In the 1906 close season a financial scandal engulfed the club, resulting in the suspension of 17 senior players and several club officials, none of whom were permitted to play for the club once their suspensions ended. Jones was not implicated in the scandal, but with few experienced teammates remaining, his team plunged from title contenders to relegation candidates. The first match after the suspensions was particularly eventful. Manchester City fielded five debutants against Woolwich Arsenal, in a match played in stifling heat. The conditions caused several City men to collapse, and by half time only eight remained. Arsenal eased to a 4–1 win. By the final whistle, Jones was one of only six Manchester City players left. The following match was a club record 9–1 defeat at Everton, though over the course of the season, enough points were gained to secure First Division survival. By now, Jones was a first team regular. In 1906–07 he scored 11 goals in 27 league matches. Playing at inside-left, Jones formed a lasting left-sided partnership with Jimmy Conlin, backed up by Jimmy Blair at left-half.

During a successful 1907–08 season in which Manchester City equalled their previous best of third in the league, Jones was given a benefit match. Middlesbrough provided the opposition, and Jones received £835 after expenses.
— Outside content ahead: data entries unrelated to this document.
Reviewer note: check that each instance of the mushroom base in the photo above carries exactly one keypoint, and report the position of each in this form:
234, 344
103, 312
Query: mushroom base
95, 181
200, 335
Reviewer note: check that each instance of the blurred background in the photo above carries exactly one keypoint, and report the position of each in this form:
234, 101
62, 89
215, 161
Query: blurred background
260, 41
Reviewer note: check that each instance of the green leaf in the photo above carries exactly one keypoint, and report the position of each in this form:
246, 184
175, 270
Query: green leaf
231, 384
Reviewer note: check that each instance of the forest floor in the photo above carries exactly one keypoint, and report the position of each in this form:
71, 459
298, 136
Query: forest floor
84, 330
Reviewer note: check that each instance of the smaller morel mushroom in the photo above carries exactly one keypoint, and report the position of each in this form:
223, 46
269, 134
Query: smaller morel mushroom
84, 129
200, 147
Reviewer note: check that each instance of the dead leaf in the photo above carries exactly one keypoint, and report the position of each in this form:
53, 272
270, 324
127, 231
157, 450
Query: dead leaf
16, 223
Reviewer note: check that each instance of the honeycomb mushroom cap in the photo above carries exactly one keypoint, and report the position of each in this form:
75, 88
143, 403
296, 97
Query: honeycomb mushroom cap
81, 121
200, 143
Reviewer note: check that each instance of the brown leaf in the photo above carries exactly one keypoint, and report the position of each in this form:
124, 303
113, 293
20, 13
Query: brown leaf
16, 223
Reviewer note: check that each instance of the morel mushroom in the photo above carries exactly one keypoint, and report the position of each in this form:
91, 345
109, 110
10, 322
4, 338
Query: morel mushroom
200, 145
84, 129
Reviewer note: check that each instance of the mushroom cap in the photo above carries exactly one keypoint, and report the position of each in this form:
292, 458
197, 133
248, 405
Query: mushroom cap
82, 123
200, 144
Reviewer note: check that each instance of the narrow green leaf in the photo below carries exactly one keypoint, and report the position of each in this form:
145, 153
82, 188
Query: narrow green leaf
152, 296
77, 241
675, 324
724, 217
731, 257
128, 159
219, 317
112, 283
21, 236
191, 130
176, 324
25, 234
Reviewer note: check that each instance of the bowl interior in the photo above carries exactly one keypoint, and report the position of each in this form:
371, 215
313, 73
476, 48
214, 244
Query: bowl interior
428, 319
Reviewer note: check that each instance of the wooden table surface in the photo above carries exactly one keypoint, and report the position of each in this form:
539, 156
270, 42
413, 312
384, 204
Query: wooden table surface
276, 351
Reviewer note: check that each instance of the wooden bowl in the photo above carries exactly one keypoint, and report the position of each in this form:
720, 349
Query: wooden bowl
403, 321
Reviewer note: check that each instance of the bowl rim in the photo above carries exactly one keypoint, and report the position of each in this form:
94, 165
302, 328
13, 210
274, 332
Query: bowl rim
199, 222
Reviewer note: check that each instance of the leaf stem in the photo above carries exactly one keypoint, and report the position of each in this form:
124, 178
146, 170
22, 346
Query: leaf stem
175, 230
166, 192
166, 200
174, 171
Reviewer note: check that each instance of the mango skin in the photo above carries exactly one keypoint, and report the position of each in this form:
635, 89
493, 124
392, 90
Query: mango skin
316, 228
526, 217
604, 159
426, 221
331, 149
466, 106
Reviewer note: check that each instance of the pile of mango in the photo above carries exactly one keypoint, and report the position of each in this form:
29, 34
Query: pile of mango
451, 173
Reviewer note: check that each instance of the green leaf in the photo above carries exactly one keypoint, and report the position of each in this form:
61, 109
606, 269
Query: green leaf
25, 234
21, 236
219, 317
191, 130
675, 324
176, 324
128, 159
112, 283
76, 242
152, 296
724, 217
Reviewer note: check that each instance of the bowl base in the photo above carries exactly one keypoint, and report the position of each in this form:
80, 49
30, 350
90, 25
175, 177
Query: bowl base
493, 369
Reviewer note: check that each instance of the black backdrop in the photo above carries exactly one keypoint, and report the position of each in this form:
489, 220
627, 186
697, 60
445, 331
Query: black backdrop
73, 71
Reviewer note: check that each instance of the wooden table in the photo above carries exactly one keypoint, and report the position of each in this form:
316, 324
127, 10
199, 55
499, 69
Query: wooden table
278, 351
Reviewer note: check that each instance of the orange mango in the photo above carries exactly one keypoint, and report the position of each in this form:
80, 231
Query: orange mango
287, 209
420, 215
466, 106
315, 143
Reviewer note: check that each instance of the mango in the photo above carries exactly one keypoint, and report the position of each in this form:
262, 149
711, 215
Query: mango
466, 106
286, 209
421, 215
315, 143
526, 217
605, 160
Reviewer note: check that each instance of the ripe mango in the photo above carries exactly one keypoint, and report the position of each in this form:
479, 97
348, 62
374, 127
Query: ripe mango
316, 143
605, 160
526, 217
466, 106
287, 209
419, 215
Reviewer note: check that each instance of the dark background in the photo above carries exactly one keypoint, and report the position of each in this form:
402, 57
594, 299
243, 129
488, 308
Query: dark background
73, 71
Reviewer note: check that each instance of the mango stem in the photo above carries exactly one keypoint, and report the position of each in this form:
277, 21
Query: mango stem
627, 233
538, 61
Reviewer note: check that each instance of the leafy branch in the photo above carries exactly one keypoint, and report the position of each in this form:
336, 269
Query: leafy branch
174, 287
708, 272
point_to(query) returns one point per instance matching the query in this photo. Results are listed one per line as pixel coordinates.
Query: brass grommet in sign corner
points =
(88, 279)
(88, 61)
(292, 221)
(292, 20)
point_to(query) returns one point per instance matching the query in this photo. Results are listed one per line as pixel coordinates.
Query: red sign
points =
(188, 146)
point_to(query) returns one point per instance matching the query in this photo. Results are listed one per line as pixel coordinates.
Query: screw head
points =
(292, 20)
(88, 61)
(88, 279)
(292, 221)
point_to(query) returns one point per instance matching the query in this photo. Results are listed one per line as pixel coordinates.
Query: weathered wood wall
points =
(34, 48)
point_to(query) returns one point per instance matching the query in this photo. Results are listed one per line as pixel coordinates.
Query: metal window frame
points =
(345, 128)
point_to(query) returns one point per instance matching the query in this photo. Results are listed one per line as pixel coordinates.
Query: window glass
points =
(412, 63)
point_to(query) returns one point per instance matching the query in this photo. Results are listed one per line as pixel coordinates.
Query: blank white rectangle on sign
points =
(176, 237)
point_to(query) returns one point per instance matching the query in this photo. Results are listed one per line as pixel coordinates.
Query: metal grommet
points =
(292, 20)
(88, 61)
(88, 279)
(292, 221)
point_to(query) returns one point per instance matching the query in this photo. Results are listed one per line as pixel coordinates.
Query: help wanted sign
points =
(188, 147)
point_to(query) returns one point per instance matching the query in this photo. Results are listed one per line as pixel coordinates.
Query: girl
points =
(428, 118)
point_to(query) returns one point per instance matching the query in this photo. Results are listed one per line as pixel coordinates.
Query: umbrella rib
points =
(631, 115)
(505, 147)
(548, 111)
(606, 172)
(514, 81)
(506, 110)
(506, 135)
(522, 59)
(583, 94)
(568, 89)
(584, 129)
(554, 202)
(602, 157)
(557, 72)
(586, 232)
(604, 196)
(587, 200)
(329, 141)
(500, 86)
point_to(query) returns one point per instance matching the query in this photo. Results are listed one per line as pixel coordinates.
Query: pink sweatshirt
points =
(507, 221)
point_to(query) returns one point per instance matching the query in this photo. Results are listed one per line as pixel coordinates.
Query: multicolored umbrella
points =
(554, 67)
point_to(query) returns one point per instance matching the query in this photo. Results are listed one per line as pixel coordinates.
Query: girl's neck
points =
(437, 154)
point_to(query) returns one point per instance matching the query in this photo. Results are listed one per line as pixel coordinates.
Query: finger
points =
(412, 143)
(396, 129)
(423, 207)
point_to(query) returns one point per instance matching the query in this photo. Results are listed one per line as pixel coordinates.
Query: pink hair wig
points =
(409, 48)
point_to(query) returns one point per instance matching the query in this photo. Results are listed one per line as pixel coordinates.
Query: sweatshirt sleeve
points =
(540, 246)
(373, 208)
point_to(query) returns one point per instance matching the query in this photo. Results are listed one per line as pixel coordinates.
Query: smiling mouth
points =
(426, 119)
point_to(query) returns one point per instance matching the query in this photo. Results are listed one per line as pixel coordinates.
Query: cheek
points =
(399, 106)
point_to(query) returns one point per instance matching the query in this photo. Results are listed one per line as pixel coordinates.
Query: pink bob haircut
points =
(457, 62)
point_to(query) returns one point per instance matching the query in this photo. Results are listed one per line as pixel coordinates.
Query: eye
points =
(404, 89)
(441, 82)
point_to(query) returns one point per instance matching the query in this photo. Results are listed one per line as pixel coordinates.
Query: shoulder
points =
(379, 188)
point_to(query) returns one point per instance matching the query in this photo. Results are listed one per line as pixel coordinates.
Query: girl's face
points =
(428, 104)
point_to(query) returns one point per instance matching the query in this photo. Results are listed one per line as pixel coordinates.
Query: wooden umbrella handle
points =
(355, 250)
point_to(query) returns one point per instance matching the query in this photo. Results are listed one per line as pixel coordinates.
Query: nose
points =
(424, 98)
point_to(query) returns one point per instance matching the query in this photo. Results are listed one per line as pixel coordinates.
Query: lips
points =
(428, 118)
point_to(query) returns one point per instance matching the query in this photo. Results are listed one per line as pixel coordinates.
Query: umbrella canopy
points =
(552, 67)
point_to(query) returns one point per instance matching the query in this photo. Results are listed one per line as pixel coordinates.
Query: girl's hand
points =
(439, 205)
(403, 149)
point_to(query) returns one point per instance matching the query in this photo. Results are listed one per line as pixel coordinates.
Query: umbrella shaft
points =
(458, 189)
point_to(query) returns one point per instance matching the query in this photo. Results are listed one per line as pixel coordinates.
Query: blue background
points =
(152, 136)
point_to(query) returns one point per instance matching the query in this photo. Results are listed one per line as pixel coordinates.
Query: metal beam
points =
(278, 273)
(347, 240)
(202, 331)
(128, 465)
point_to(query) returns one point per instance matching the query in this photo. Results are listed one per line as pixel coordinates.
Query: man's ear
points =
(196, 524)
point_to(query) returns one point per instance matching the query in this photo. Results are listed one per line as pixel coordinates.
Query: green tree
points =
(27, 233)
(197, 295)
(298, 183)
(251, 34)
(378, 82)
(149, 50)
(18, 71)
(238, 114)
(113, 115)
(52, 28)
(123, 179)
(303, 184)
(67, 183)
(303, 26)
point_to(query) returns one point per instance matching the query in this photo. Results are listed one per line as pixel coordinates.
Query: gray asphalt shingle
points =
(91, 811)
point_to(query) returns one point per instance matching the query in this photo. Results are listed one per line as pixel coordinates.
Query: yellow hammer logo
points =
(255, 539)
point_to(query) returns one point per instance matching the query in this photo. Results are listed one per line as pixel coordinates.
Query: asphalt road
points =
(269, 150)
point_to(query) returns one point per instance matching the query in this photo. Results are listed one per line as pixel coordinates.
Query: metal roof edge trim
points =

The following season, Manchester City was relegated to the Second Division, though with Jones as captain they made an immediate return, winning the Second Division championship in 1910. This made Jones the second City captain (after Billy Meredith) to win a trophy. He continued to play for Manchester City until competitive football ceased due to the First World War, at which point he volunteered for the 23rd (Service) Battalion, Royal Fusiliers, "Sportmen's Battalion" When League football resumed in 1919, Jones was transferred to Southend United.

In total, he played for Manchester City 301 times, and scored 76 goals between 1903 and 1914. He also won 20 caps and scored six goals for the Wales national football team.